Independent of whether it’s a worthwhile use of time for political pundits to spend their time closely tracking who has next during President Barack Obama’s pick-up games, it seems that people are starting to lose perspective on the significance of the story.

Of course, perspective was among the first casualties in the development of this story. Honestly, the Onion couldn’t have written a better article than what is actually being reported.

While NOW president Terry O’Neill moderately describes Obama’s choice of basketball buddies as "troubling", U.S. News & World Report editor Bonnie Erbe claims that Obama is no more comfortable dealing with women than "the dearly departed former Sen. Jesse Helms". Following Erbe’s argument, one might be led to believe that Obama repealed Title IX rather than choosing competition for a friendly game of basketball.

As though the sensationalized political critiques weren’t enough, now Hall-of-Famer Nancy Lieberman has challenged Obama to invite her to the games and New York Times columnist Maureen Dowd has challenged Obama to a game of Scrabble.

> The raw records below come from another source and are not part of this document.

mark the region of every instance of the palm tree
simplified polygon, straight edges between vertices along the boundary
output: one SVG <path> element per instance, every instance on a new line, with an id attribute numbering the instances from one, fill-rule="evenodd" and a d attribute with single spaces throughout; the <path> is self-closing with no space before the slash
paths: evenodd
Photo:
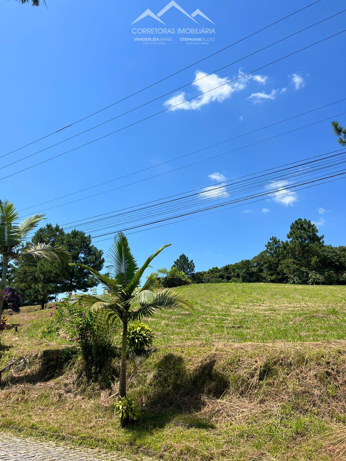
<path id="1" fill-rule="evenodd" d="M 161 288 L 156 275 L 152 274 L 142 287 L 141 278 L 154 258 L 169 245 L 161 247 L 149 256 L 140 268 L 131 253 L 127 239 L 122 232 L 114 236 L 109 256 L 111 265 L 108 266 L 109 275 L 102 275 L 88 266 L 78 263 L 87 269 L 104 288 L 103 295 L 80 293 L 72 296 L 72 304 L 81 301 L 92 310 L 105 309 L 108 319 L 113 322 L 119 319 L 123 325 L 121 359 L 118 398 L 126 397 L 126 352 L 127 346 L 127 325 L 134 320 L 152 315 L 156 310 L 174 309 L 179 306 L 191 306 L 183 295 L 170 288 Z"/>
<path id="2" fill-rule="evenodd" d="M 16 224 L 18 222 L 19 217 L 13 203 L 8 200 L 3 201 L 0 200 L 0 255 L 2 258 L 2 274 L 0 282 L 0 319 L 2 315 L 7 267 L 11 261 L 24 258 L 47 259 L 64 266 L 71 260 L 70 253 L 65 247 L 39 243 L 23 248 L 24 241 L 28 234 L 37 226 L 44 216 L 44 214 L 34 214 L 20 224 Z"/>

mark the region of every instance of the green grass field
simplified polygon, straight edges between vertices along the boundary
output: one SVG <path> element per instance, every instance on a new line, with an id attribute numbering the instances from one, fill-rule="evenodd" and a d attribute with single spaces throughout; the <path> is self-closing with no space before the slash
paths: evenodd
<path id="1" fill-rule="evenodd" d="M 18 331 L 4 332 L 0 366 L 29 361 L 3 373 L 2 430 L 134 459 L 346 459 L 346 287 L 179 289 L 191 309 L 145 321 L 157 350 L 129 362 L 129 393 L 143 411 L 125 429 L 113 413 L 116 380 L 86 383 L 78 361 L 66 364 L 63 337 L 39 337 L 48 309 L 12 316 Z"/>

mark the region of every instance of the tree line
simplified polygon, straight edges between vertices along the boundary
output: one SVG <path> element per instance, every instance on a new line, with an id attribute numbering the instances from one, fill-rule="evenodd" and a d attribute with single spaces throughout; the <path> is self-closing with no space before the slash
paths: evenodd
<path id="1" fill-rule="evenodd" d="M 271 282 L 299 284 L 346 284 L 346 247 L 325 245 L 316 225 L 299 218 L 287 240 L 273 236 L 252 259 L 196 272 L 193 283 Z"/>
<path id="2" fill-rule="evenodd" d="M 57 224 L 47 224 L 35 232 L 23 248 L 27 250 L 39 243 L 66 248 L 72 263 L 84 264 L 95 271 L 101 271 L 103 266 L 102 250 L 92 245 L 90 236 L 82 230 L 66 232 Z M 42 309 L 60 293 L 85 291 L 97 283 L 96 278 L 81 266 L 62 266 L 43 259 L 15 260 L 7 276 L 7 284 L 17 290 L 24 305 L 39 304 Z"/>

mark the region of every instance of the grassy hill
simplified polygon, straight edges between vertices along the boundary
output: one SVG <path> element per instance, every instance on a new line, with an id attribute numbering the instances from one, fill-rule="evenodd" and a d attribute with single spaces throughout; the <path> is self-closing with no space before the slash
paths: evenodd
<path id="1" fill-rule="evenodd" d="M 136 459 L 346 459 L 346 287 L 180 289 L 190 311 L 145 321 L 157 350 L 129 363 L 143 411 L 126 429 L 113 414 L 112 383 L 86 382 L 63 337 L 38 337 L 49 310 L 23 308 L 11 318 L 18 332 L 3 336 L 0 366 L 28 362 L 3 373 L 2 430 Z"/>

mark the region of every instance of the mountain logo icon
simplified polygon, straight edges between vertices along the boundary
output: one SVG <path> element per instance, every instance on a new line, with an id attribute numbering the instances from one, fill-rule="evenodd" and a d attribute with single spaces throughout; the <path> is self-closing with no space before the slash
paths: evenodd
<path id="1" fill-rule="evenodd" d="M 194 11 L 194 12 L 191 14 L 189 14 L 189 13 L 185 11 L 185 10 L 183 9 L 181 6 L 179 6 L 178 3 L 175 2 L 174 0 L 172 0 L 172 1 L 167 5 L 164 8 L 163 8 L 161 11 L 159 11 L 157 14 L 155 14 L 155 13 L 153 13 L 152 11 L 148 8 L 148 9 L 146 10 L 143 13 L 142 13 L 140 16 L 138 16 L 137 19 L 135 19 L 133 23 L 131 23 L 131 25 L 132 25 L 132 24 L 134 24 L 135 23 L 137 23 L 138 21 L 140 21 L 141 19 L 143 19 L 143 18 L 146 18 L 147 16 L 150 16 L 151 18 L 153 18 L 154 19 L 156 19 L 156 21 L 158 21 L 159 22 L 161 23 L 162 24 L 164 24 L 166 25 L 165 23 L 163 22 L 162 19 L 160 19 L 160 18 L 172 7 L 174 7 L 176 8 L 179 11 L 183 13 L 183 14 L 185 14 L 185 16 L 187 16 L 188 18 L 190 18 L 190 19 L 191 19 L 194 21 L 194 22 L 196 23 L 197 24 L 198 23 L 195 19 L 195 18 L 197 16 L 200 16 L 201 17 L 205 19 L 207 19 L 207 21 L 209 21 L 212 24 L 215 24 L 215 23 L 213 22 L 211 19 L 210 19 L 208 16 L 206 16 L 204 13 L 203 13 L 198 8 Z"/>

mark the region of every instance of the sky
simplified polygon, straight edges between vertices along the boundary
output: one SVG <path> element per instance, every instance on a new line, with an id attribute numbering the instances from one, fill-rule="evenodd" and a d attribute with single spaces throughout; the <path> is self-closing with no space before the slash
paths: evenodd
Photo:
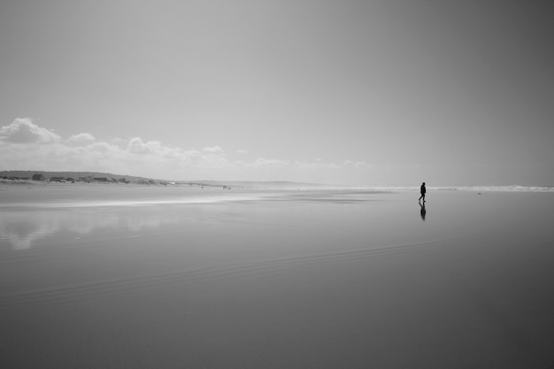
<path id="1" fill-rule="evenodd" d="M 0 170 L 554 185 L 550 0 L 1 0 Z"/>

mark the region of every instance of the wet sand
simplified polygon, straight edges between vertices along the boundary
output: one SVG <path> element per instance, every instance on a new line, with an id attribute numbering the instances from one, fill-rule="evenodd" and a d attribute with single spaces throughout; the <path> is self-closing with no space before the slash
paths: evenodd
<path id="1" fill-rule="evenodd" d="M 553 366 L 554 195 L 418 197 L 4 186 L 0 367 Z"/>

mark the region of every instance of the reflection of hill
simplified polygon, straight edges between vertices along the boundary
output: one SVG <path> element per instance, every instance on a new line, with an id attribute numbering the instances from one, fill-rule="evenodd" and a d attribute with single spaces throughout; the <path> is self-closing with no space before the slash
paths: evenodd
<path id="1" fill-rule="evenodd" d="M 80 177 L 92 177 L 92 178 L 108 178 L 108 179 L 126 179 L 132 182 L 146 181 L 149 178 L 136 177 L 133 175 L 121 175 L 112 174 L 110 173 L 101 172 L 45 172 L 45 171 L 2 171 L 0 172 L 0 177 L 17 177 L 17 178 L 32 178 L 35 174 L 42 174 L 44 178 L 51 177 L 62 177 L 62 178 L 80 178 Z"/>

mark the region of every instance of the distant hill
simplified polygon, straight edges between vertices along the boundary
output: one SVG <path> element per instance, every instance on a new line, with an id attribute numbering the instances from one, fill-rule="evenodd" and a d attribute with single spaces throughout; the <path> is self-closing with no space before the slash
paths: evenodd
<path id="1" fill-rule="evenodd" d="M 49 179 L 51 177 L 63 177 L 73 178 L 78 180 L 80 177 L 93 177 L 93 178 L 107 178 L 108 180 L 122 180 L 125 179 L 131 182 L 138 182 L 142 181 L 150 181 L 150 178 L 136 177 L 133 175 L 121 175 L 112 174 L 110 173 L 102 172 L 45 172 L 45 171 L 1 171 L 0 177 L 3 178 L 18 178 L 18 179 L 31 179 L 35 174 L 42 174 L 44 178 Z M 159 181 L 159 180 L 157 180 Z"/>
<path id="2" fill-rule="evenodd" d="M 146 177 L 137 177 L 133 175 L 113 174 L 111 173 L 102 172 L 48 172 L 48 171 L 0 171 L 0 178 L 30 180 L 35 174 L 42 174 L 45 179 L 52 177 L 73 178 L 79 180 L 81 177 L 92 178 L 106 178 L 108 181 L 114 179 L 115 181 L 126 180 L 129 182 L 140 183 L 154 181 L 156 183 L 169 182 L 170 180 L 151 179 Z M 186 184 L 191 186 L 202 187 L 222 187 L 230 188 L 281 188 L 281 189 L 296 189 L 296 188 L 324 188 L 328 185 L 319 183 L 302 183 L 291 182 L 287 181 L 173 181 L 179 184 Z"/>

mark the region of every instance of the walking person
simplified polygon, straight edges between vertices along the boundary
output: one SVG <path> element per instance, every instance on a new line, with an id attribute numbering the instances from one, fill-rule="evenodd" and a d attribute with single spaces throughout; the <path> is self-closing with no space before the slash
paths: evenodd
<path id="1" fill-rule="evenodd" d="M 421 196 L 419 196 L 419 200 L 418 201 L 421 201 L 421 199 L 423 199 L 423 202 L 425 203 L 425 194 L 427 192 L 427 188 L 425 188 L 425 182 L 421 183 L 421 188 L 419 188 L 419 192 L 421 193 Z"/>

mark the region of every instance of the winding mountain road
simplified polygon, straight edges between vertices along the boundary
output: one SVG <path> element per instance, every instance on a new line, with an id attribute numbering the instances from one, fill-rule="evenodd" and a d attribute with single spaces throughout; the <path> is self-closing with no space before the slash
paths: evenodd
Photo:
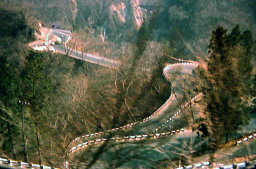
<path id="1" fill-rule="evenodd" d="M 70 32 L 65 30 L 53 30 L 53 32 L 54 35 L 56 36 L 62 37 L 62 39 L 64 41 L 62 44 L 55 45 L 56 52 L 66 54 L 78 59 L 89 61 L 112 68 L 118 67 L 118 65 L 121 63 L 118 61 L 114 61 L 105 57 L 101 57 L 91 54 L 83 54 L 80 51 L 73 49 L 69 49 L 66 45 L 66 43 L 71 38 Z M 67 49 L 69 49 L 69 51 L 68 51 Z M 191 73 L 193 70 L 196 67 L 197 65 L 198 64 L 194 61 L 187 61 L 184 63 L 183 62 L 169 65 L 164 67 L 163 73 L 167 79 L 170 80 L 171 75 L 173 74 L 174 72 L 179 72 L 180 73 L 183 74 Z M 171 81 L 170 82 L 171 82 Z M 171 83 L 172 87 L 177 92 L 177 99 L 178 100 L 180 98 L 182 97 L 181 96 L 181 93 L 180 92 L 181 89 L 179 89 L 180 86 L 179 86 L 179 84 L 174 81 L 173 81 Z M 81 156 L 81 153 L 83 153 L 82 150 L 88 146 L 99 144 L 102 144 L 104 142 L 111 141 L 113 142 L 112 141 L 125 143 L 126 143 L 127 141 L 138 141 L 138 141 L 141 141 L 143 138 L 147 139 L 147 140 L 143 140 L 143 142 L 150 141 L 151 143 L 153 143 L 154 142 L 154 143 L 153 144 L 154 144 L 154 145 L 155 146 L 155 143 L 158 144 L 158 141 L 156 141 L 154 140 L 155 139 L 152 140 L 152 138 L 171 135 L 176 133 L 185 131 L 186 129 L 184 127 L 186 126 L 187 125 L 184 124 L 186 122 L 184 121 L 184 119 L 179 118 L 180 119 L 179 121 L 176 120 L 177 123 L 175 124 L 176 127 L 174 127 L 174 125 L 172 124 L 172 122 L 179 116 L 179 115 L 182 111 L 182 109 L 184 108 L 185 107 L 189 105 L 189 104 L 188 103 L 186 103 L 184 105 L 181 105 L 182 106 L 181 107 L 182 109 L 181 109 L 181 108 L 177 102 L 177 100 L 175 100 L 176 99 L 174 95 L 173 92 L 172 92 L 172 93 L 171 93 L 170 98 L 162 106 L 154 112 L 152 115 L 139 121 L 131 123 L 124 126 L 110 129 L 104 132 L 88 134 L 75 138 L 69 144 L 69 147 L 66 150 L 66 156 L 63 157 L 66 159 L 65 167 L 68 167 L 69 162 L 68 162 L 68 160 L 70 155 L 74 154 L 74 153 L 76 152 L 79 152 L 80 153 L 78 153 L 78 154 L 79 155 L 78 156 Z M 200 96 L 201 93 L 197 95 L 195 97 L 192 98 L 190 100 L 190 102 L 193 102 L 195 99 L 197 99 Z M 182 125 L 182 124 L 184 125 Z M 169 131 L 163 131 L 160 133 L 157 133 L 157 131 L 155 132 L 156 131 L 156 128 L 157 130 L 158 127 L 161 127 L 161 131 L 165 130 L 165 131 L 167 130 Z M 179 129 L 179 128 L 182 127 L 184 128 Z M 125 131 L 123 129 L 125 129 Z M 119 131 L 121 130 L 122 131 Z M 191 133 L 191 132 L 190 133 L 190 134 L 183 134 L 184 136 L 183 136 L 186 137 L 186 139 L 182 139 L 184 141 L 188 141 L 190 140 L 190 135 L 193 135 L 193 134 Z M 180 135 L 182 135 L 182 134 L 180 134 Z M 189 136 L 188 137 L 187 137 L 188 135 Z M 179 137 L 182 137 L 182 136 Z M 174 156 L 174 154 L 175 155 L 174 156 L 175 156 L 177 154 L 180 153 L 180 152 L 179 153 L 180 151 L 179 149 L 181 148 L 180 147 L 182 147 L 182 143 L 178 144 L 179 146 L 177 145 L 171 145 L 171 144 L 174 143 L 174 144 L 177 144 L 177 141 L 173 141 L 173 140 L 175 140 L 175 139 L 174 139 L 175 137 L 175 136 L 166 137 L 167 138 L 165 139 L 165 140 L 171 139 L 173 141 L 172 143 L 167 141 L 170 144 L 170 145 L 165 147 L 163 150 L 165 150 L 166 151 L 169 151 L 169 150 L 171 148 L 170 147 L 176 147 L 174 148 L 174 149 L 176 149 L 176 151 L 177 151 L 175 153 L 174 153 L 173 151 L 170 151 L 170 153 L 166 153 L 165 155 L 163 156 L 160 156 L 159 154 L 157 155 L 159 153 L 158 151 L 156 151 L 154 150 L 154 148 L 151 147 L 150 148 L 151 150 L 150 151 L 148 150 L 147 150 L 147 153 L 146 154 L 152 154 L 152 155 L 151 155 L 150 156 L 154 157 L 151 160 L 156 161 L 160 161 L 165 159 L 166 159 L 166 156 L 169 157 L 168 158 L 170 158 L 170 157 L 172 156 Z M 148 138 L 149 139 L 148 139 Z M 154 141 L 152 141 L 152 140 L 154 140 Z M 125 143 L 125 144 L 126 143 Z M 140 145 L 140 144 L 138 145 Z M 129 146 L 128 146 L 128 147 L 129 147 Z M 136 147 L 135 146 L 135 147 Z M 141 145 L 140 147 L 140 148 L 138 147 L 138 148 L 136 148 L 136 151 L 137 153 L 140 152 L 140 154 L 145 154 L 145 152 L 144 152 L 145 150 L 144 148 L 141 149 Z M 144 147 L 144 146 L 142 146 L 142 147 Z M 129 149 L 128 149 L 130 150 Z M 174 149 L 173 148 L 172 149 Z M 188 151 L 188 150 L 187 150 Z M 183 151 L 184 151 L 184 150 L 183 150 Z M 107 153 L 108 151 L 106 151 L 106 152 L 107 152 L 106 153 L 103 153 L 102 154 L 103 156 L 102 158 L 104 159 L 105 160 L 106 160 L 105 159 L 106 157 L 109 157 L 109 154 L 110 152 Z M 123 153 L 127 154 L 127 152 L 125 151 L 123 152 Z M 78 158 L 76 156 L 77 156 L 77 154 L 76 153 L 76 155 L 75 155 L 73 156 L 76 156 L 75 158 L 75 159 L 80 159 L 80 158 Z M 173 155 L 172 156 L 171 154 L 173 154 Z M 128 159 L 130 159 L 130 158 L 128 157 Z M 145 157 L 141 157 L 141 158 L 147 159 Z M 148 161 L 151 158 L 150 157 L 149 158 L 148 156 L 147 159 L 145 160 Z M 141 159 L 140 160 L 141 161 L 142 159 Z M 132 160 L 131 161 L 132 161 Z M 136 163 L 135 163 L 134 162 L 131 162 L 131 164 L 129 164 L 129 163 L 125 163 L 125 164 L 122 165 L 122 167 L 127 168 L 128 166 L 130 167 L 131 166 L 133 166 L 134 167 L 137 166 L 138 167 L 138 163 L 135 165 L 136 164 Z M 146 162 L 145 163 L 146 163 Z"/>

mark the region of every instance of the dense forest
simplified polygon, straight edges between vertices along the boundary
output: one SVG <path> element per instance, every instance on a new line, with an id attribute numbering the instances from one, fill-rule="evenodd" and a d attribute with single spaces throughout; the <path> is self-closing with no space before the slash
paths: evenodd
<path id="1" fill-rule="evenodd" d="M 135 13 L 122 23 L 109 10 L 124 1 L 131 12 L 130 1 L 0 1 L 1 157 L 62 167 L 76 137 L 150 115 L 171 92 L 163 74 L 174 63 L 168 56 L 200 63 L 187 79 L 203 94 L 207 150 L 249 123 L 256 106 L 253 2 L 138 1 L 153 11 L 141 14 L 138 28 Z M 124 64 L 112 69 L 33 51 L 39 21 L 75 32 L 72 47 Z"/>

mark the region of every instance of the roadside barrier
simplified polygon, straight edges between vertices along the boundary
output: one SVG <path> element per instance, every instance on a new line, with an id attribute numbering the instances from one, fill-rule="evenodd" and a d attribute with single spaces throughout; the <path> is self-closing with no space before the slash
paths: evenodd
<path id="1" fill-rule="evenodd" d="M 49 39 L 48 39 L 48 36 L 49 36 L 49 35 L 52 33 L 53 32 L 53 29 L 51 29 L 51 31 L 48 33 L 47 33 L 47 34 L 46 35 L 46 41 L 48 41 Z"/>
<path id="2" fill-rule="evenodd" d="M 239 144 L 244 143 L 246 141 L 249 141 L 253 138 L 256 138 L 256 133 L 254 133 L 253 134 L 249 135 L 249 136 L 244 137 L 239 141 L 236 141 L 236 145 L 238 145 Z"/>

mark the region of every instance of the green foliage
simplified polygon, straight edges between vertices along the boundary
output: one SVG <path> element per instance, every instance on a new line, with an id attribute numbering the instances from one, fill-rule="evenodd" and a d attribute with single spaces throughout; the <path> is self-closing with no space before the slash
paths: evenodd
<path id="1" fill-rule="evenodd" d="M 20 93 L 20 81 L 7 57 L 0 55 L 0 98 L 6 107 L 16 104 Z"/>
<path id="2" fill-rule="evenodd" d="M 43 55 L 30 51 L 26 57 L 23 79 L 23 94 L 30 101 L 34 113 L 40 114 L 45 100 L 52 92 L 49 79 L 44 74 Z"/>
<path id="3" fill-rule="evenodd" d="M 244 77 L 250 78 L 246 75 L 250 74 L 252 70 L 252 58 L 246 55 L 246 48 L 243 45 L 245 39 L 241 38 L 244 36 L 241 35 L 239 26 L 236 26 L 229 35 L 226 32 L 221 26 L 213 32 L 207 70 L 201 73 L 201 78 L 206 80 L 203 89 L 205 111 L 209 113 L 213 124 L 216 141 L 223 134 L 233 132 L 240 126 L 248 124 L 250 119 L 242 98 L 248 93 Z M 243 69 L 248 67 L 250 68 Z"/>

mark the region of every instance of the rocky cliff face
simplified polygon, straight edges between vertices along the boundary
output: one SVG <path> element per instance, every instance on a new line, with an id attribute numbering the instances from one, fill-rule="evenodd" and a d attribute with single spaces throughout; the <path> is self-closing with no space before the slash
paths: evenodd
<path id="1" fill-rule="evenodd" d="M 102 26 L 112 33 L 138 30 L 145 17 L 145 11 L 138 0 L 122 0 L 112 3 L 108 8 L 108 18 Z"/>
<path id="2" fill-rule="evenodd" d="M 107 36 L 138 30 L 148 13 L 140 6 L 141 0 L 88 0 L 85 3 L 76 0 L 78 12 L 75 23 L 79 27 L 92 28 Z"/>

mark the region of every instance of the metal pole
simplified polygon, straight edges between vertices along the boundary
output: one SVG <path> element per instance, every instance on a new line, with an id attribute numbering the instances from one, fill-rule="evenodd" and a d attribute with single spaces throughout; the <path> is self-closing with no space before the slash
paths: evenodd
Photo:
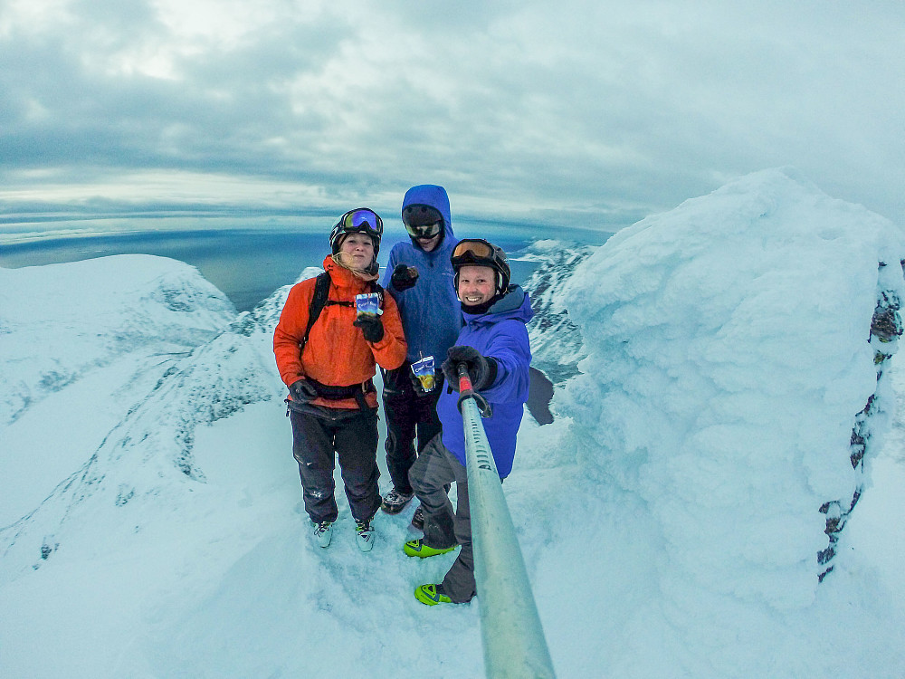
<path id="1" fill-rule="evenodd" d="M 463 363 L 459 365 L 459 392 L 484 671 L 490 679 L 553 679 L 553 661 L 528 580 L 525 559 L 481 422 L 481 410 L 489 415 L 490 408 L 472 389 Z"/>

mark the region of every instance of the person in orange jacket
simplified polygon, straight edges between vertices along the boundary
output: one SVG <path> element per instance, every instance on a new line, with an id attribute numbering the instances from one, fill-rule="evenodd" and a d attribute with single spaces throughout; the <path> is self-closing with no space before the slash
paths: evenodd
<path id="1" fill-rule="evenodd" d="M 309 328 L 318 279 L 302 281 L 290 291 L 273 332 L 277 368 L 289 387 L 292 453 L 305 511 L 321 547 L 329 545 L 338 517 L 334 454 L 356 521 L 356 541 L 363 551 L 374 544 L 371 521 L 380 507 L 380 472 L 372 378 L 375 363 L 393 370 L 405 360 L 407 349 L 395 301 L 376 283 L 382 234 L 383 222 L 374 211 L 363 207 L 343 215 L 330 233 L 331 254 L 324 259 L 321 276 L 329 277 L 329 288 L 319 315 Z M 356 296 L 374 292 L 381 309 L 358 313 Z"/>

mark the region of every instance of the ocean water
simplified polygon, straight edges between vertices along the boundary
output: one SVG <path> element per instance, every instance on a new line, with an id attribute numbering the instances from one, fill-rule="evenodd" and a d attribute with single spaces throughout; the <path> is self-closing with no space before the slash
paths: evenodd
<path id="1" fill-rule="evenodd" d="M 384 234 L 378 257 L 381 265 L 393 244 L 406 237 L 404 233 Z M 527 235 L 487 237 L 507 253 L 535 240 Z M 329 253 L 328 235 L 320 230 L 143 231 L 0 243 L 0 266 L 36 266 L 111 254 L 156 254 L 196 267 L 242 311 L 294 282 L 306 267 L 320 266 Z M 510 265 L 513 282 L 524 281 L 536 266 L 517 260 Z"/>

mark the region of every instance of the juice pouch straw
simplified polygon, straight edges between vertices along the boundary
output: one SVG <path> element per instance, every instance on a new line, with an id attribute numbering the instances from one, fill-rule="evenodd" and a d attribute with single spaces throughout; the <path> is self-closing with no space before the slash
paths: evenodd
<path id="1" fill-rule="evenodd" d="M 379 316 L 384 312 L 380 308 L 380 295 L 376 292 L 365 292 L 355 296 L 355 311 L 358 316 Z"/>
<path id="2" fill-rule="evenodd" d="M 416 360 L 412 364 L 412 374 L 417 378 L 416 387 L 420 386 L 420 390 L 424 394 L 433 391 L 437 384 L 436 374 L 433 370 L 433 357 L 427 356 L 421 360 Z"/>

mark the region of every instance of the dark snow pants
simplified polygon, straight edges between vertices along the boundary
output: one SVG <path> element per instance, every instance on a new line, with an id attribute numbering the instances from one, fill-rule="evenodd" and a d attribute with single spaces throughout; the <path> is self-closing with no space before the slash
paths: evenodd
<path id="1" fill-rule="evenodd" d="M 424 544 L 436 549 L 452 547 L 457 542 L 462 545 L 458 558 L 443 578 L 443 589 L 456 603 L 471 601 L 477 590 L 465 467 L 437 435 L 424 446 L 412 465 L 409 479 L 424 511 Z M 453 481 L 456 486 L 455 512 L 447 493 L 449 483 Z"/>
<path id="2" fill-rule="evenodd" d="M 427 394 L 419 394 L 412 386 L 412 364 L 405 361 L 395 370 L 384 371 L 384 414 L 386 416 L 386 469 L 393 487 L 399 493 L 412 493 L 408 470 L 418 453 L 440 433 L 437 399 L 443 387 L 443 374 L 438 371 L 436 386 Z M 415 453 L 414 439 L 418 447 Z"/>
<path id="3" fill-rule="evenodd" d="M 333 482 L 335 455 L 339 458 L 352 517 L 370 520 L 380 506 L 376 410 L 289 412 L 292 454 L 299 463 L 305 511 L 311 521 L 335 521 L 338 516 Z"/>

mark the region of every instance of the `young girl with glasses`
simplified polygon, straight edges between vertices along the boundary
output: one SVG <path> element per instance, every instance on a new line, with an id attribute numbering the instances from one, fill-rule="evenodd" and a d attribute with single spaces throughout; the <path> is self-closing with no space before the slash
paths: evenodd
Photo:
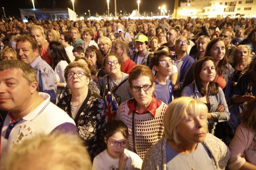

Let’s stop, pause, and start over again.

I actually do think there is some nugget of significance underlying all of this that is worthy of our attention (after we solve the economic, our dilapidated public education system, health care, and the war(s) in the Middle East). The early attackers have just been a bit…overzealous.

As such, I would disagree with those who would say that this is a non-issue because it either has nothing to do with core feminist advocacy or that we shouldn’t care because women like White House communications director Anita Dunn don’t care.

So why should we care? I think LatoyaPeterson of the Jezebel blog has said it best.

So if they don't care, should we?

I think so. I can definitely understand how many women may not be interested in playing sports at work; however, having read dozens of books, hundreds of articles, and attended conferences on how women and minorities advance in the workplace, this question shifts a little. It isn't quite a question of opportunity, as much as it is a question of access. And doing things like going golfing with the boss are part of the traditional path to access. This is one of the opportunities for your boss or potential client to get to know you outside of a business capacity, which may make a crucial difference in decisions about projects and promotions.

The Obama Administration has shown its commitment to women on many different levels, so I'm willing to assume the best on this count. But this recent attention is actually a valuable reminder to watch the traditional paths to power. After all, adequate representation is only half of the battle - do women hold enough clout and access to make major decisions and to push forward their own ideas?

The problem embodied within this situation is not that Obama has systematically excluded women from his entire life and therefore needs to spend some time – any time -- with women to rectify the situation. It really is only a metaphorical reminder of "the traditional paths to power" as described by Peterson.

Although women are getting closer to the places where decisions are made, there is still a level of access with the power-broker-in-chief that they do not have yet and it has daily consequences. I’m not sure that’s news to women who have worked in business, politics, or any number of other fields – some might even call it a "glass ceiling". And, unfortunately, while I think there are plenty of things to critique Obama’s administration for, I’m not sure this should be a priority right now.

It’s neither a Helmsian moment nor should it be entirely dismissed. It has been over-blown at this point and playing with Lieberman would not change the workplace dynamics. But we should probably be wary of dismissing sexism too quickly…again.